For a generation, Hughes was the cool uncle who still remembered what it was like to be a teen in a world full of Rooneys, Vernons, and Grandma Helens.

Kim: I'm chiming in a little late, and so have already read many of everyone's comments. What's interesting to me is that while everyone here considers Hughes to have been personally seminal in some way or another, the subset of his work driving that view is so different for each of us. For me it's just Breakfast Club and Ferris Bueller -- everything else is at best secondary. Along with just generally being the most perfect teen movie ever, Breakfast Club gave us the most fully realized "bad boy" of any film of my youth. For every girl who had the tendency to ignore the nice boy sitting next to her in class in favor of the guy cutting school to smoke under the bleachers, John Bender validated us. As for Ferris, it's not that it spoke to us all the way Breakfast Club did -- it's more that it provided us with a universe of common pop cultural experience to share together in the pre-look-up-all-the-funny-lines-on-imdb-and-find-lists-of-seminal-moments-on-random-blogs-like-this-one era. Each of us has seen the movie a million times, and we know that everyone else has as well.

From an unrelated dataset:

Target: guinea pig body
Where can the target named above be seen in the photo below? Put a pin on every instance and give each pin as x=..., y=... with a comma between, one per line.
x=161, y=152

Who doesn't occasionally spout an "anyone? Bueller?" when faced with an unexpected silence? So that's how it is in their family . . . do you have a kiss for daddy? . . . pardon my french, but you're an asshole! . . . let my Cameron go . . . Ferris Bueller's on line two . . .

(Also: it is now 8:43 pm and no one has realized that Matt left "a princess" out of the tag line. For shame!)